Trying Fedora. Never rebooted so often in my life
Trying Fedora. Never rebooted so often in my life
Even back in the Windows 3.1 or 95 days I didn't have to reboot this often - sometimes twice a day. Seems a bit excessive?
Trying Fedora. Never rebooted so often in my life
Even back in the Windows 3.1 or 95 days I didn't have to reboot this often - sometimes twice a day. Seems a bit excessive?
you should only need to reboot when updating the kernel. Why are you rebooting? Is it because the system is unresponsive?
I'm using the KDE version and updates come in automatically through Discover. They almost always announce in the system tray that a reboot is required.
You also don't have to reboot when Discover says to. It's just saying that the updates won't take effect until you reboot. It could probably be worded better, for sure.
sigh... i hate to say it but do your updates via command line because it will actually tell you if you need a reboot. As said above, it should only be for Kernel updates, and even then it will tell you that it will switch kernels next reboot and keep running on the current one.
Most desktop applications for doing updates ask you to reboot not because its needed, but because they are being "safe" or not running with the same user rights as you are in the terminal.
Do you have offline updates enabled in the Discover settings by any chance?
If you're using KDE, you can go to System Settings > Software Updates and
Opening Discover will check for updates and, if updates are found, show the tray notification regardless of your notification frequency and when you last updated.
Fedora does roll out updates pretty much daily, which can be annoying, but you can choose what and when to update.
Dude just change discover's update mechanism in the settings. Discover usually reboots to install updates so that nothing goes wrong. You can change it though, so that updates are applied instantly. That way you'll only need to reboot for kernel updates.
So after reading the comments it's not that you need to reboot. It's your need to process notifications.
Can you provide more details on why you were forced to reboot so regularly?
Fedora is nicest when you use a lot of flatpaks imo. They just update constantly in the background without reboot.
Only system updates need reboot.
Even better: Silverblue! (I use uBlue)
Everything gets updated in the background without even needing intervention, not even a "you need to click here to download and reboot to apply changes"-notification.
I shut down my PC every few days when I leave the house for longer and boot into the next base-image without even noticing.
And if I do because something doesn't work, I just select the image from yesterday.
Oh yeah, and 99% of my apps are Flatpaks anyway, which auto-update too by default.
I just don't notice my OS in any way, I just work with it. Lovely!
I agree, I actually use Silverblue as well. The only thing I added was a script to auto update distrobox too.
Yeah, seems definetly excessive. I don't know fedora good enough to tell you what you're doing wrong though, sorry
I'm not doing anything wrong, it's just made that way. Browser update? Reboot. Update to an app that I haven't even opened in weeks? Reboot.

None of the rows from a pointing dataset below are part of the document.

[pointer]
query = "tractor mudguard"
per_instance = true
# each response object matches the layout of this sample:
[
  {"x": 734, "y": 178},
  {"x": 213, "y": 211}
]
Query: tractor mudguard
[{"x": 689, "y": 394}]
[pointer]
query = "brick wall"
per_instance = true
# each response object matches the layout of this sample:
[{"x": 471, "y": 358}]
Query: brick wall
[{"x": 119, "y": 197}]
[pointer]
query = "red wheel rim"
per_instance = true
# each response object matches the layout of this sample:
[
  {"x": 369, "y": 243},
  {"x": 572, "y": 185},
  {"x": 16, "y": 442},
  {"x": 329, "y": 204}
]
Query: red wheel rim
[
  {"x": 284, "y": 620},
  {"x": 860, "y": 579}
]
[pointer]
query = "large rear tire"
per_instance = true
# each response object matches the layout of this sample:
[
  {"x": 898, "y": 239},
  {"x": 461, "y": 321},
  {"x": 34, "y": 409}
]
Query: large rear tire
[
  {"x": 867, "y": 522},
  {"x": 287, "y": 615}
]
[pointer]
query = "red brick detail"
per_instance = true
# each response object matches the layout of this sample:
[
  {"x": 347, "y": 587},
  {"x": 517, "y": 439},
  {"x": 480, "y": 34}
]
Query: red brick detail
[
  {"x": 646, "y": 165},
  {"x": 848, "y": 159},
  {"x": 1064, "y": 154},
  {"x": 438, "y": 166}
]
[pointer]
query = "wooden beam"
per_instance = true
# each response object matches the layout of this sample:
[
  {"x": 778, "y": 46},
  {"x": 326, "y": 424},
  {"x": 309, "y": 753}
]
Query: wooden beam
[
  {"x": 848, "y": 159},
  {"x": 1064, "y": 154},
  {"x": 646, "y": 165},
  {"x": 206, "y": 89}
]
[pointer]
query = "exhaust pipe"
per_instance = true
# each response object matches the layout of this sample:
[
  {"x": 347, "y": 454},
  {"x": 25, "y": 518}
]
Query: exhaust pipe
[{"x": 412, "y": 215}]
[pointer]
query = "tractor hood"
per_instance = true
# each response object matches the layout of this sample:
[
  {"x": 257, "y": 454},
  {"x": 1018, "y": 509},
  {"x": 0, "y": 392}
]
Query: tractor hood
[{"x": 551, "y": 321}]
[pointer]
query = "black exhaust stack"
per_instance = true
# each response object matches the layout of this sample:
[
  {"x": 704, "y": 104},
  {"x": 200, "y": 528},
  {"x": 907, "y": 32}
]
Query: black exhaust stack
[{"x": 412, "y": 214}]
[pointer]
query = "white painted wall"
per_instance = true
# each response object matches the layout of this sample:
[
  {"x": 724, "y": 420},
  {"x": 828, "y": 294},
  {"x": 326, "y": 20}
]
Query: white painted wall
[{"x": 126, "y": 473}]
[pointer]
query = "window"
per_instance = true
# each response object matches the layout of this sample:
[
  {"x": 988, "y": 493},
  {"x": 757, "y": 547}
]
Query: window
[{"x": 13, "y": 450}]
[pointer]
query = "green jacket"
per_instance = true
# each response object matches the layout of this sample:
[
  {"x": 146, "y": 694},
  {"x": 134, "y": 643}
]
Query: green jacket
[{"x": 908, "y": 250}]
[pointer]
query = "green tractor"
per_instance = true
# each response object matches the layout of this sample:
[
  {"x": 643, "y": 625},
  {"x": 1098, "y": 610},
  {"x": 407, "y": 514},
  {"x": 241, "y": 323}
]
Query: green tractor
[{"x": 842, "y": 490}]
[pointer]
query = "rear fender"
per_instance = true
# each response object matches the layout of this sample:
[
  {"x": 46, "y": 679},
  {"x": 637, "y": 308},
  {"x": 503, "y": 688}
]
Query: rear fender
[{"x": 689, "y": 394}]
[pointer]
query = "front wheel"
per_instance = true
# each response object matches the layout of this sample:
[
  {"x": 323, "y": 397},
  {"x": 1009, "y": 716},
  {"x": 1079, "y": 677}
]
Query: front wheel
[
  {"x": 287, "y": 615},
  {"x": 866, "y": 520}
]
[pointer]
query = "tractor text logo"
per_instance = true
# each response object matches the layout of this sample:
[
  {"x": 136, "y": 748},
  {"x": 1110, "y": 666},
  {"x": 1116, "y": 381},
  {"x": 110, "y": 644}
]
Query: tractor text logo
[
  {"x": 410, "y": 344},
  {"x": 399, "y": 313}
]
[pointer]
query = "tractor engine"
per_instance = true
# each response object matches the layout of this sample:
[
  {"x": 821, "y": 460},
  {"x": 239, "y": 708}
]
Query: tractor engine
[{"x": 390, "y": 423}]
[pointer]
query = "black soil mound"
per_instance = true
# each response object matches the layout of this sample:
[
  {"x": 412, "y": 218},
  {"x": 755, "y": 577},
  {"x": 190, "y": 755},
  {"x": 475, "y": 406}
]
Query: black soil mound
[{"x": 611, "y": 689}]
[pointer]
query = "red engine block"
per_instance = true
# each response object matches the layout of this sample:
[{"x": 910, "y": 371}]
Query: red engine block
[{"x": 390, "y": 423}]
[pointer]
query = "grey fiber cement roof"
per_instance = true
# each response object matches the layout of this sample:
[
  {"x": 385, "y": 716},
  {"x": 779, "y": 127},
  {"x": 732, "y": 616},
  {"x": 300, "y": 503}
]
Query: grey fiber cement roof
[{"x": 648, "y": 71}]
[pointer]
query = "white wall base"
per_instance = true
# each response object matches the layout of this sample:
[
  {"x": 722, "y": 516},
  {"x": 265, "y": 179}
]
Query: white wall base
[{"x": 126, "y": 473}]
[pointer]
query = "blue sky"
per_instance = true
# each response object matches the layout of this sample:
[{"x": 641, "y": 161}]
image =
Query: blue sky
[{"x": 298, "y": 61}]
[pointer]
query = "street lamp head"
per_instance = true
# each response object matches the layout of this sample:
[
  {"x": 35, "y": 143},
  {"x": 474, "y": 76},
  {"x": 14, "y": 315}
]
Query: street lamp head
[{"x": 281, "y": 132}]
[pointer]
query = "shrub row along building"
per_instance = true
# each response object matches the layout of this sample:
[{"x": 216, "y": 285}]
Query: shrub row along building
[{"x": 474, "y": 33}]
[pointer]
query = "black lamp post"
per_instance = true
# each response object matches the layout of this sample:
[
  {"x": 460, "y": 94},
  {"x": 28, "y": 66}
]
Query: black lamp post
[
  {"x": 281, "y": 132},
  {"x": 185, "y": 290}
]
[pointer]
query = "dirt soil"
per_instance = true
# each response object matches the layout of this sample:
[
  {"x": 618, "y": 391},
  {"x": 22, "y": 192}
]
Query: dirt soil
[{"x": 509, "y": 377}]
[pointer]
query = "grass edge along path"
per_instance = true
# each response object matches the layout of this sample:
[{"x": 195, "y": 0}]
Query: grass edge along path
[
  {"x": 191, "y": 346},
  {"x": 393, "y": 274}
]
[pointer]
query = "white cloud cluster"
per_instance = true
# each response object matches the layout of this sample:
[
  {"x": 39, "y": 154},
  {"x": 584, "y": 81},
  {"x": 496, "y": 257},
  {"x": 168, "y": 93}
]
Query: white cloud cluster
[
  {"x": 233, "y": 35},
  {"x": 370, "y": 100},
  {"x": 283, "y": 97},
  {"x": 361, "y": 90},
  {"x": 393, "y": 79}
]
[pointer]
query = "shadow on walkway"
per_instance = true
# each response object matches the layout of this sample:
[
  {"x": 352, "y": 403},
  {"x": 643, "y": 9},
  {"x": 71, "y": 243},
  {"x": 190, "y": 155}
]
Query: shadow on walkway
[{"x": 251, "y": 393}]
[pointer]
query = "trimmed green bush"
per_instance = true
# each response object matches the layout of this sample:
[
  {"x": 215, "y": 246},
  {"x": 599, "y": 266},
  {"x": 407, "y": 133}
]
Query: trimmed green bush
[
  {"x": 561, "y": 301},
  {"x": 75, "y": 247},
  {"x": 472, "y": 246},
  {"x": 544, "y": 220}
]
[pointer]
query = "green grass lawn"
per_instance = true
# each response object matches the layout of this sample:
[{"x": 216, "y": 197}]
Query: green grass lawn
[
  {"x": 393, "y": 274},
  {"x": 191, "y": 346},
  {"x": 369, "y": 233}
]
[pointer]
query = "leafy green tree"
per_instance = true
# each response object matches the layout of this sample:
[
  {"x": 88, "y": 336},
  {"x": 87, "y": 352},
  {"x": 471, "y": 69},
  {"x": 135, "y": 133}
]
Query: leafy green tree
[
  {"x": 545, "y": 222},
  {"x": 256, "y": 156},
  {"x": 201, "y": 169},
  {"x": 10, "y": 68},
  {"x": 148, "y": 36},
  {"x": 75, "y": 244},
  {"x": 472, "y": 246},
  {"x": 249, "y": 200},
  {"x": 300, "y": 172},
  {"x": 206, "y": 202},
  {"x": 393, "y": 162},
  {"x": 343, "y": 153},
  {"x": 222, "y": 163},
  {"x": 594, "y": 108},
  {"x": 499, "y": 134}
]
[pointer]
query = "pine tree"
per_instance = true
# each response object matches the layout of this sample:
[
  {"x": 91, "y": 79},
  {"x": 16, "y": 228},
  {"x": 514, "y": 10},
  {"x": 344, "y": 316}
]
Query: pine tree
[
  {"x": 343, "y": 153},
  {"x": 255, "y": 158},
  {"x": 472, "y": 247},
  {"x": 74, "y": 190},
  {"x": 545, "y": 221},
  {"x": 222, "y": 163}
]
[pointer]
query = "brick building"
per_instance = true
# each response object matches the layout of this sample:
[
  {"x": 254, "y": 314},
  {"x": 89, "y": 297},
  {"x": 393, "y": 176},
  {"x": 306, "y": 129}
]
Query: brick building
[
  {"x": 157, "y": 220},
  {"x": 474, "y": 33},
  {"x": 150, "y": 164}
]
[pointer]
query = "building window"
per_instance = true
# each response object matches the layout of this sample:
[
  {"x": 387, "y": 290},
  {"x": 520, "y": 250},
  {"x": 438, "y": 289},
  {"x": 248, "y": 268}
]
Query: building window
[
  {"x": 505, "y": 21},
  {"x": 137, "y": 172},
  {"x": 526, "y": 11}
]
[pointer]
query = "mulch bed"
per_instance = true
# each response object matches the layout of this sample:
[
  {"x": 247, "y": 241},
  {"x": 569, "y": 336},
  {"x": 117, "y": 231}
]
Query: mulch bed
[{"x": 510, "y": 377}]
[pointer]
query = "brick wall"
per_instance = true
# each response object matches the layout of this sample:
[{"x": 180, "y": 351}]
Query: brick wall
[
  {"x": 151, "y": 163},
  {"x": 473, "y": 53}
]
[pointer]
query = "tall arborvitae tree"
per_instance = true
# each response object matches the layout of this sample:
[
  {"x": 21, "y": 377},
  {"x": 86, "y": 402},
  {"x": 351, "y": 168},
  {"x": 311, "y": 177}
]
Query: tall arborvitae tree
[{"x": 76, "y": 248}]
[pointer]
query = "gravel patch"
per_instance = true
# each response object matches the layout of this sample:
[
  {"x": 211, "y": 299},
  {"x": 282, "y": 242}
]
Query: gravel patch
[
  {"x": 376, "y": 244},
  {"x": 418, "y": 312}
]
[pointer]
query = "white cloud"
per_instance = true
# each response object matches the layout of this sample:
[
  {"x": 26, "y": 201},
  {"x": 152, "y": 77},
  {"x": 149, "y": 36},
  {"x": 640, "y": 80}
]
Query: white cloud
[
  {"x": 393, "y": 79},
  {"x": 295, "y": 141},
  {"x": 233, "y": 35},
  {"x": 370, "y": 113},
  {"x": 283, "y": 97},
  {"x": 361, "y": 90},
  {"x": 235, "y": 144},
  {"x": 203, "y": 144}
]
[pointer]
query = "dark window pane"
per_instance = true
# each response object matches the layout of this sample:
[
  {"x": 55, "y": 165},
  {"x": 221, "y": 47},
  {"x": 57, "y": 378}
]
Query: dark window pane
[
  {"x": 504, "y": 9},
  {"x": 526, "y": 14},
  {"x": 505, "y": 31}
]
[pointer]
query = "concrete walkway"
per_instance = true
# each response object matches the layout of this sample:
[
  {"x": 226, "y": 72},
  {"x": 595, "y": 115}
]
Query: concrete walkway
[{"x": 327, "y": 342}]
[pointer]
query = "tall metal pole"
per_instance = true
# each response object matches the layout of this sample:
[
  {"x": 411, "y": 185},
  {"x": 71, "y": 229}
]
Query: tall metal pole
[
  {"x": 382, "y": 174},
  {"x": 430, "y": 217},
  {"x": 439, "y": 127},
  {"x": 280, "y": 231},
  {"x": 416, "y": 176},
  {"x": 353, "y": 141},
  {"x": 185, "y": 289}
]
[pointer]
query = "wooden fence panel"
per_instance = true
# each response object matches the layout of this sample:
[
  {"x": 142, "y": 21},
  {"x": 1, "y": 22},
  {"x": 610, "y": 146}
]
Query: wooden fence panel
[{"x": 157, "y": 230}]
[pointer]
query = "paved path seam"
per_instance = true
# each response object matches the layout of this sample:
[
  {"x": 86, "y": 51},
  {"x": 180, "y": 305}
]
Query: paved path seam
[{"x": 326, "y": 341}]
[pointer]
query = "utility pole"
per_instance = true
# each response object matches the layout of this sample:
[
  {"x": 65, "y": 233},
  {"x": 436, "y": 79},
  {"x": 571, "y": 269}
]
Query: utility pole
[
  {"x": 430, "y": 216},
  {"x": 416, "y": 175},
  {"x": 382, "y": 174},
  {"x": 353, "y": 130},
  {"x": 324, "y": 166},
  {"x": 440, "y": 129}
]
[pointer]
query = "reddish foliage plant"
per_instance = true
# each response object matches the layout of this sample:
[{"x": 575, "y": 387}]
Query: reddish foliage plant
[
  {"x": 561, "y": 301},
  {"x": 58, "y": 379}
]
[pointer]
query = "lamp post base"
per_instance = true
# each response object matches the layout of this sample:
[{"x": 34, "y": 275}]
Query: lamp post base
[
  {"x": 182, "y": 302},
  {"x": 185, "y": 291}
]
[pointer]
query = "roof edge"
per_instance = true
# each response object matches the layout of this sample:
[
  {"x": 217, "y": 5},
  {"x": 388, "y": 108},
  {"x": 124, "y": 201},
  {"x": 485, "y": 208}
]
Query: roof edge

It isn't, though. Made that way, I mean. I update maybe weekly and restart my system when I do. That's it. I seldom get notification that I need to update unless I open the Gnome Software app, and unless it's a security update, it's not imperative to do it just because it's there. And even then, it doesn't always require a restart.
I've been using Fedora off and on (mostly on) for the better part of a decade, and I've never run into what you're describing. So no. It isn't "made that way." I imagine if it were, it would be a hell of a lot less popular.
I am using Nobara, which is a Fedora based gaming distro. I definitely do not have to reboot for updates to software outside of system updates to the OS specifically. Updating Discord, Firefox, Steam, Heroic Launcher, Signal, etc does not require a reboot. Something sounds amiss. I am running straight Fedora on my Surface Pro and same story there, basically restart for system upgrades only.
Using MX Linux, I reboot only after kernel upgrade
Like the other comment mentioned, you don't need to reboot, unless you've updated the kernel.
If you somehow downloaded by mistake an immutable system, like Fedora Silverblue or Fedora Kinoite, know it's not the classic way to manage Linux systems.
But even with an immutable distro you don't have to reboot. The updated image just gets downloaded in the background and booted into when you restart. There is no harm in still being booted from the old image id you don't specifically need anything only included in the new one. Nothing forces you to reboot.
Silverblue is my daily driver. Everything is in flatpaks, which update automatically, or in distrobox which I have a bash script that updates automatically.